Cellular Technical Services, a Seattle-based company that writes software to stop cellular phone fraud, went public in 1995. But its stock price has teeter-tottered from a high of $22.13 on Nov. 6, 1996, to a low of $3.56 on Aug. 4. Although the company was listed No. 30 among the state's 50 fastest-growing companies of 1996, with 338 percent revenue growth, it is facing a shareholder lawsuit over its declining stock price.
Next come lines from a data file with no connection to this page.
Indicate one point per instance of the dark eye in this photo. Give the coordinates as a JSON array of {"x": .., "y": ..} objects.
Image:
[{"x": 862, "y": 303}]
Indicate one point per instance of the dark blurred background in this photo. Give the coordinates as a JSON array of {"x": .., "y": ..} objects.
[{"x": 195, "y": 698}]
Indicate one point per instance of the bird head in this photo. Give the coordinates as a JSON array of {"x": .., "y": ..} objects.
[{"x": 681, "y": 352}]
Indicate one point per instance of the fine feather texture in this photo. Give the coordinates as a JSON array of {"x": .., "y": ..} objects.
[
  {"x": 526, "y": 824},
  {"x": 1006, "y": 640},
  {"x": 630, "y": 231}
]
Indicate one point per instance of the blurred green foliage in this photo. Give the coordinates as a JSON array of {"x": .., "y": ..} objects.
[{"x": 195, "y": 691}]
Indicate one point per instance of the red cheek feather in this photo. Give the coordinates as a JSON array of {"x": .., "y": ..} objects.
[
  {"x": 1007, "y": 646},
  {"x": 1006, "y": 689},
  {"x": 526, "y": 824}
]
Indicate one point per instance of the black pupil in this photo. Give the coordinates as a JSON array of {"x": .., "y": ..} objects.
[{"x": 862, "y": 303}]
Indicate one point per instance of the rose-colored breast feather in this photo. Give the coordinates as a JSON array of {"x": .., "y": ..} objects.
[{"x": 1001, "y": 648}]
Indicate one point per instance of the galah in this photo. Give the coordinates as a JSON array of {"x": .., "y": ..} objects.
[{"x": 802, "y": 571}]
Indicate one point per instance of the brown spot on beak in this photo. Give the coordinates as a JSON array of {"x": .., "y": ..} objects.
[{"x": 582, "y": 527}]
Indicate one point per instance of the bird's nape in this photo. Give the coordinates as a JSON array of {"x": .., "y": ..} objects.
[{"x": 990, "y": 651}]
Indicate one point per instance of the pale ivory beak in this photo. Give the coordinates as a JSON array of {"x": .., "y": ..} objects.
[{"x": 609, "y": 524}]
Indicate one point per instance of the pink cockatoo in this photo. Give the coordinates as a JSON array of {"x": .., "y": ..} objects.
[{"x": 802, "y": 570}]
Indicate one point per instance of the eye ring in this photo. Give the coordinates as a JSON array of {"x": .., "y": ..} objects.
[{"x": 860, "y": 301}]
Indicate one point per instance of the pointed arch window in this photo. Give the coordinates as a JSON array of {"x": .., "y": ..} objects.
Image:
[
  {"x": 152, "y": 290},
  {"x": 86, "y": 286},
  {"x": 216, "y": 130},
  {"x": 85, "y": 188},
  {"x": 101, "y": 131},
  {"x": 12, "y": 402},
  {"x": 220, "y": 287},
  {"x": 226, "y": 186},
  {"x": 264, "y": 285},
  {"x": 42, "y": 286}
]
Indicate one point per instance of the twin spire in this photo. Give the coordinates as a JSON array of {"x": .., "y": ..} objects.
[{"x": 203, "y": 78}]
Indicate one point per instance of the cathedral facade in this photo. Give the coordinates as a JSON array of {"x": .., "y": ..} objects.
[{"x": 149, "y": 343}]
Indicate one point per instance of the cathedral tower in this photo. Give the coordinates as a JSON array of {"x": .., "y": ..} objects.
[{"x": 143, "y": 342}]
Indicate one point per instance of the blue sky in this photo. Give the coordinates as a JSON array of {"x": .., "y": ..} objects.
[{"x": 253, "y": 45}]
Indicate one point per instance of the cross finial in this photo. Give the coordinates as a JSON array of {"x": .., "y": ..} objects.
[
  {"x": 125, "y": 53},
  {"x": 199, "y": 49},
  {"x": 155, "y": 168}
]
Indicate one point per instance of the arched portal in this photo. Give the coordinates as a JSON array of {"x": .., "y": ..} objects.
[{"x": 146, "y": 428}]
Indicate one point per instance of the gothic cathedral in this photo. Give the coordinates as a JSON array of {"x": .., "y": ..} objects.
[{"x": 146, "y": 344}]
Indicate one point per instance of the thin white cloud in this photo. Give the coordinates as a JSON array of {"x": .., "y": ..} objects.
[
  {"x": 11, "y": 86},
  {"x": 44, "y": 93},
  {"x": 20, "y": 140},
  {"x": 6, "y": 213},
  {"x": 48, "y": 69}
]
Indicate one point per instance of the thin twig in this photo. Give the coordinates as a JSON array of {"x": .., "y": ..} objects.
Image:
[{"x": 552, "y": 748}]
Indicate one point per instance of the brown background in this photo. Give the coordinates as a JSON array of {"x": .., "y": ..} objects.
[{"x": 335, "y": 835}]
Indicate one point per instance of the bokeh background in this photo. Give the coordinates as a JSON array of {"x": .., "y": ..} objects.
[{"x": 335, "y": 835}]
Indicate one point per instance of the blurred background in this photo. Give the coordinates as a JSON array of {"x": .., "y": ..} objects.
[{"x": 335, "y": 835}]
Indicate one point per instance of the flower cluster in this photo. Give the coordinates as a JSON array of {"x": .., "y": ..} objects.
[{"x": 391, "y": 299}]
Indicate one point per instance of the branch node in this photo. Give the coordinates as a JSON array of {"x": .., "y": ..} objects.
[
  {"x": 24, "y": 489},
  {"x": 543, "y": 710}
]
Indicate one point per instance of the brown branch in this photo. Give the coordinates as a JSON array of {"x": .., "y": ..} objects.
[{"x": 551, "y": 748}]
The wireless companies also face challenges from local jurisdictions which are trying to limit where the companies can put their cellular towers. Several communities in Pierce County have put restrictions on where cellular transmission towers can be built, and some have imposed temporary moratoriums. Pierce County and University Place have adopted tough restrictions, and temporary bans are in place in Lakewood, Gig Harbor, Fife, Edgewood and Tacoma. The cities complain that they haven't had enough control over where the companies have located the 100-foot towers, which officials say are ugly, too big for neighborhoods, and could lower property values. AT&T Wireless' Johnson acknowledges the communities' concerns, but said it's a choice consumers must make. If they want to use their wireless phones, they must accept the towers needed to transmit the telephone signal. "The truth is the consumers want the product. The system requires that antennas be placed in the community," he said. He added, however, that AT&T is working with Tacoma and other cities to reach a compromise.
"We have to be very sensitive to the environment we're building in," he said. "The days of building a big huge tower in the middle of town are gone." Despite the tower controversies, Johnson and others in the wireless world say the industry is strong and will only continue to grow. The industry will be strong especially for the companies that are developing the infrastructure to expand wireless communication, said analyst Powers.
He also predicts that national brands will develop and the large carriers like AT&T Wireless and Sprint PCS will get bigger. George Clute, general manager of Olympic Venture Partners in Seattle, a venture capital firm that has funded several wireless startups, said the successful carriers must differentiate themselves. They'll do that by buying the various services and applications made by the smaller companies, he said. AT&T's Johnson sees his company bundling services, so it can eventually offer one-stop shopping for all of one's telephone and communication needs. The company is conducting trials on what it calls "fixed-wireless" technology. That would allow customers to connect their home telephones to the outside world using a pizza-box size antenna mounted on the house, instead of going through traditional copper wires. If successful, the technology begun by McCaw Cellular threatens to cut into the local telephone companies' business. "Wireless is the cornerstone," Johnson said. "AT&T wants to simplify".